Le premier Régiment de Terre-Neuve, celui qui attendait son récipiendaire de la Victoria Cross et la jeune femme qui s'était promise en récompense, a été pratiquement anéanti. Des 752 hommes qui sortirent de leurs tranchées pour avancer vers les ruines du squelette d'un verger de pommiers sous le feu d’une mitrailleuse allemande, à la fin de la journée, 684 étaient morts, blessés ou disparus, parmi lesquels la totalité des officiers. Les troupes allemandes que ceux de Terre-Neuve avaient attaquées ne subirent pas une seule victime .

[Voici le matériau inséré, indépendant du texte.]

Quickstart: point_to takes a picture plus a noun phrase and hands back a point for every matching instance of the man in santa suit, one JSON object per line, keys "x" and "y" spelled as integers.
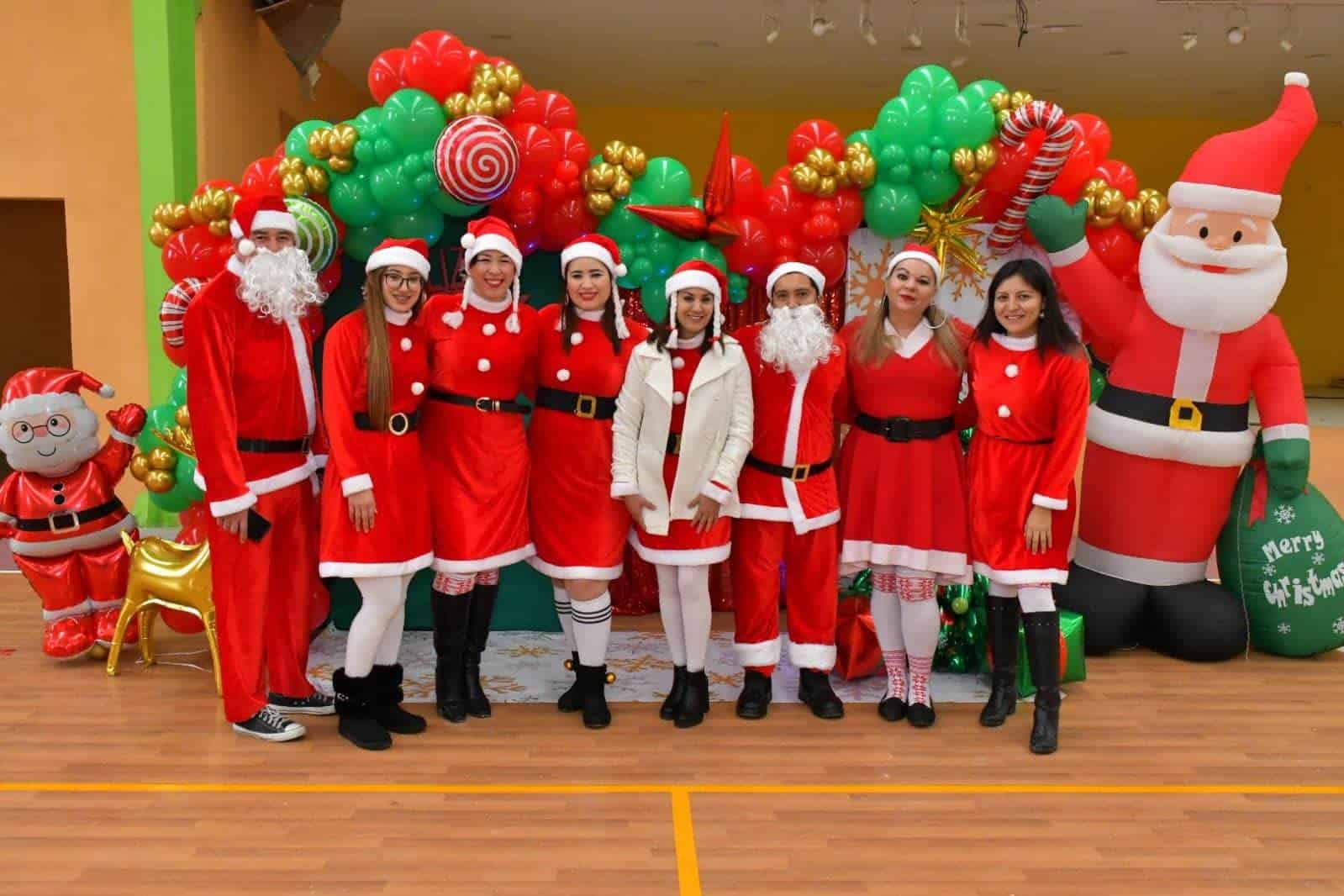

Les soldats attaquants avaient reçu l'ordre de ne pas s’occuper des camarades blessés, mais de les laisser pour les brancardiers qui suivraient. Parmi les morts et les blessés, cependant, se comptaient des centaines de brancardiers eux-mêmes, et il n'y avait de loin pas assez d'hommes pour transporter les blessés graves à des postes de premiers secours dans le temps. Les civières manquaient, certains blessés furent portés à deux sur un brancard ou sur des feuilles de tôle ondulée dont les bords ravageaient les doigts des porteurs. De nombreux blessés qui avaient survécu à la première journée ne quittèrent jamais le champ de bataille. Pendant des semaines après leurs camarades sont tombés sur eux dans des trous d'obus, où ils avaient rampé pour s’abriter, pris leurs Bibles de poche, et s’étaient enveloppés dans leurs tapis de sol imperméables pour mourir, dans la douleur et seuls.

À d'autres égards aussi, cette terrible journée a prélevé son tribut après les faits. Un commandant de bataillon, le lieutenant-colonel ETF Sandys, après avoir vu plus de 500 de ses hommes tués ou blessés au cours de cette journée, a écrit à un collègue deux mois plus tard, « je n'ai jamais eu un moment de paix depuis le 1er juillet ». Puis, dans une chambre d'hôtel à Londres, il s'est tiré une balle.

UNE TRANCHÉE CALME

Gravés sur une plaque de pierre dans le petit cimetière où reposent les victimes du Devonshire Regiment lors de cette journée, on trouve les mots que les survivants ont gravé sur un panneau en bois alors qu’ils enterraient leurs morts :

LES DEVONSHIRES TENAIENT CETTE TRANCHÉE

LES DEVONSHIRES LA TIENNENT POUR TOUJOURS

Dans le livre d’or du cimetière, sur quelques pages l'encre des noms et des remarques a été salie par des gouttes de pluie - ou était-ce des larmes ? « Payé nos respects à trois de nos concitoyens » « Dormez, les gars ». « N'oublions jamais. » « Merci, les mecs ». « Grand-oncle merci, repose en paix ». " .

Un seul visiteur donne un accent différente : «Plus jamais ça ».